The roles of Co-precipitation pH, phase-purity and alloy formation for the ammonia decomposition activity of Ga-promoted Fe/MgO catalysts

Abstract

A series of mesoporous MgFe1.75Ga0.25O4 mixed spinel oxides obtained upon calcination of hydrotalcite-like precursors was investigated in the ammonia decomposition reaction at 1atm after reduction in H2 atmosphere. The corresponding precursors were synthesized from metal salt solutions at five constant pH values in the range between 8.5 and 10.5 by co-precipitation in aqueous media to study the impact of pH variation on the catalyst’s structure and activity.
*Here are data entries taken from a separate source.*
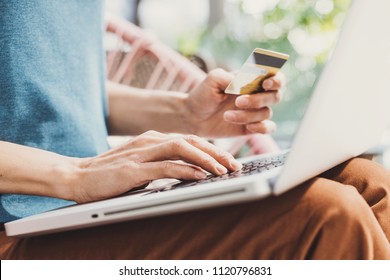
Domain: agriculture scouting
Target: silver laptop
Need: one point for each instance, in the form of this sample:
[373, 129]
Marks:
[345, 117]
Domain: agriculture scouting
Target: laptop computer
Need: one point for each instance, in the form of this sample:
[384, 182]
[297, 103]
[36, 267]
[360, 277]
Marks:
[345, 117]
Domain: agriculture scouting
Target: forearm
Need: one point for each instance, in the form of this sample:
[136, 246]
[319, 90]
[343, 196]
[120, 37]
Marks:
[133, 111]
[25, 170]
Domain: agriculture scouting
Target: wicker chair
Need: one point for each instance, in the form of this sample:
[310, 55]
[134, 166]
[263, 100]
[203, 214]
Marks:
[139, 60]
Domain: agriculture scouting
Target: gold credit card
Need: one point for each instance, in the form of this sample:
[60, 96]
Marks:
[260, 65]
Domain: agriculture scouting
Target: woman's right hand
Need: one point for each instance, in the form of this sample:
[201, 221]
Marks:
[150, 156]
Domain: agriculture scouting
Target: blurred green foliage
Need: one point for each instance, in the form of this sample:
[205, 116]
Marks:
[305, 29]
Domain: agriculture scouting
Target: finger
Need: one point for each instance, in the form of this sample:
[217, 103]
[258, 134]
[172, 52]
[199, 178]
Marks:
[264, 127]
[247, 116]
[168, 169]
[274, 82]
[219, 78]
[257, 101]
[150, 137]
[223, 157]
[179, 149]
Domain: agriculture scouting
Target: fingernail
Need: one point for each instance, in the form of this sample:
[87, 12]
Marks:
[267, 84]
[235, 165]
[230, 116]
[221, 169]
[200, 175]
[242, 102]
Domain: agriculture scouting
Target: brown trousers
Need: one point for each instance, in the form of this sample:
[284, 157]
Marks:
[342, 214]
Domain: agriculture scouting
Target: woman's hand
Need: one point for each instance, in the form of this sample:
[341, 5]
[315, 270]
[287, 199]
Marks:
[214, 114]
[147, 157]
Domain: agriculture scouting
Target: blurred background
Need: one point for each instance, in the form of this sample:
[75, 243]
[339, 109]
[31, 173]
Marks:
[224, 32]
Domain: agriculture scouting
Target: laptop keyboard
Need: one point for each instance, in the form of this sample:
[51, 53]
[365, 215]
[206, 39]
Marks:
[249, 168]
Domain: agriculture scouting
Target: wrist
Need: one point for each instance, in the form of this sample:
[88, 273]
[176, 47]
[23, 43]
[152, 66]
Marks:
[65, 178]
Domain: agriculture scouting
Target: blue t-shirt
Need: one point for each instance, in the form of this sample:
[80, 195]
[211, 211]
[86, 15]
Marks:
[52, 92]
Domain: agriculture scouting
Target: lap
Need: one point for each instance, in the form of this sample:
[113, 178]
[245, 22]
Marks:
[283, 227]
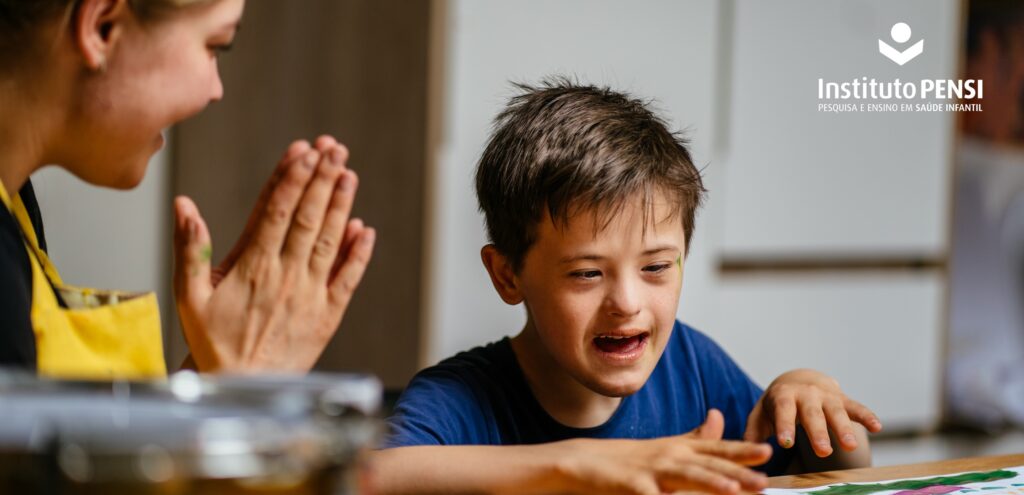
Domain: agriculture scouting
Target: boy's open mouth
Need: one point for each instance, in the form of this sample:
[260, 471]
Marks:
[621, 344]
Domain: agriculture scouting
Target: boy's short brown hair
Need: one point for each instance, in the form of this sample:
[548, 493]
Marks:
[568, 148]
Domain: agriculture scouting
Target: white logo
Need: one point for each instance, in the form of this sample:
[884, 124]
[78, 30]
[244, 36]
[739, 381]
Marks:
[900, 34]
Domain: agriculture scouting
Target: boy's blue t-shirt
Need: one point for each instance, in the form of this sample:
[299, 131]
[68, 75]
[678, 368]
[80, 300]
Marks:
[480, 397]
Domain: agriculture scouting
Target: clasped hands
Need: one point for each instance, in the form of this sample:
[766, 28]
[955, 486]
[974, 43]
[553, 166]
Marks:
[280, 294]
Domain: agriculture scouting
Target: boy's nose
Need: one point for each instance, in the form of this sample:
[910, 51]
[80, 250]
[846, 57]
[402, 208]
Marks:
[623, 300]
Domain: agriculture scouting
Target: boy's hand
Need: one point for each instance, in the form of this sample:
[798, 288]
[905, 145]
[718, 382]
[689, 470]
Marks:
[820, 405]
[660, 465]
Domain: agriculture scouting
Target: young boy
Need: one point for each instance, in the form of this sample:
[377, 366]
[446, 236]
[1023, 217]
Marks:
[590, 205]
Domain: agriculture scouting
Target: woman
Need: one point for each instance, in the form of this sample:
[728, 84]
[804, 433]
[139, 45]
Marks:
[89, 85]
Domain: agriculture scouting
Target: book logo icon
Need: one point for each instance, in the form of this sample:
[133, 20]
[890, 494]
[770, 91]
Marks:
[901, 34]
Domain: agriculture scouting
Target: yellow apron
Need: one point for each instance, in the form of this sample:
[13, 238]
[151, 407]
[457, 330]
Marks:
[100, 334]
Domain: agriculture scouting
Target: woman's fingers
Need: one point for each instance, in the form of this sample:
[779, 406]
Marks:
[312, 209]
[840, 424]
[343, 285]
[275, 219]
[193, 251]
[330, 244]
[295, 152]
[813, 420]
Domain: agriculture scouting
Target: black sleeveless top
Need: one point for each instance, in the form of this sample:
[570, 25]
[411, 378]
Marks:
[17, 340]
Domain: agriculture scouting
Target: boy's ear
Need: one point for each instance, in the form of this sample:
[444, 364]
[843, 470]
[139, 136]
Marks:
[501, 274]
[98, 25]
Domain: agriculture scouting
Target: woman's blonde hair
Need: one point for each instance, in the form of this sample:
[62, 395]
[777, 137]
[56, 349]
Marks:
[22, 19]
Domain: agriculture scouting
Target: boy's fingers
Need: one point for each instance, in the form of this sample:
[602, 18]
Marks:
[275, 217]
[816, 427]
[860, 413]
[309, 215]
[757, 425]
[785, 421]
[840, 424]
[330, 241]
[712, 428]
[192, 251]
[351, 270]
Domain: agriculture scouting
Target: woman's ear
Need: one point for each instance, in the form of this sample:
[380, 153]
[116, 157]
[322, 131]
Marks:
[501, 274]
[98, 26]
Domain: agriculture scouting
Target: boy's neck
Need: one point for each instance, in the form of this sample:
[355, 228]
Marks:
[564, 399]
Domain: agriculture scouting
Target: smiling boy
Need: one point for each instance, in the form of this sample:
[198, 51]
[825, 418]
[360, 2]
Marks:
[590, 204]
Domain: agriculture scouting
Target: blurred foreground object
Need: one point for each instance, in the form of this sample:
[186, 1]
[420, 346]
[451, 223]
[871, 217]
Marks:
[188, 435]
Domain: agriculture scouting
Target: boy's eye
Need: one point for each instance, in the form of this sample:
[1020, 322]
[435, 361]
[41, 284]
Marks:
[656, 269]
[586, 274]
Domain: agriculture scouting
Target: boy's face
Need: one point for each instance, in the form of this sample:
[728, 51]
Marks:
[603, 301]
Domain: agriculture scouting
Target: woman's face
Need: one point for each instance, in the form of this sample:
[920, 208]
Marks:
[157, 74]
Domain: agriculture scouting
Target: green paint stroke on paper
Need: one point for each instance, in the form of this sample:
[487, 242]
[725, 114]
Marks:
[849, 489]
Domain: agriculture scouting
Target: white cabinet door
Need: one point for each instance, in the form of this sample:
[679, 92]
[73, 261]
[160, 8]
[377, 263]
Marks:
[879, 334]
[800, 182]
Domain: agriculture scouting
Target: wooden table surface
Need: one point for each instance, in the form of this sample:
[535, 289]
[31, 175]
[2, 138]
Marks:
[897, 471]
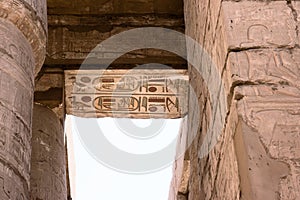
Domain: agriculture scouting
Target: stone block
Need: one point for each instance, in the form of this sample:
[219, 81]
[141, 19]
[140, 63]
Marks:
[254, 24]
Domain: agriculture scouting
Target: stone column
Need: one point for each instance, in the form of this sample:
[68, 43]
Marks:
[23, 31]
[48, 171]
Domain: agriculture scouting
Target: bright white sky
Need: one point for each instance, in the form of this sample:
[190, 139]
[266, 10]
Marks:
[94, 181]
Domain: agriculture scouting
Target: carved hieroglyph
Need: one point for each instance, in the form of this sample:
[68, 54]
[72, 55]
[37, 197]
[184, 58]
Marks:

N2 physisorption, thermogravimetric analysis, powder X-ray diffraction, Mössbauer spectroscopy, and temperature programmed techniques (H2-TPR and NH3-TPD) were applied to gather information about the textural, (micro-)structural, and adsorption properties of the samples. While phase purity in the precursor and oxide stages is only observed for pH=10, undesired by-phases (MgFe2O4 and/or Fe3O4) are additionally formed during co-precipitation at the remaining pH values. This is partly related to an incomplete precipitation of Mg2+ cations in less alkaline environments. In situ XRD measurements during reduction revealed that Fe-Ga alloys are formed between 500 and 600°C. The absence of by-phases avoids the formation of α-Fe, thus improving the structural and compositional homogeneity of the nitridated samples. This beneficial effect is reflected by the low activation energy (70kJ/mol) and the enhanced low temperature activity (<450°C) of the phase pure material in the catalytic decomposition of ammonia.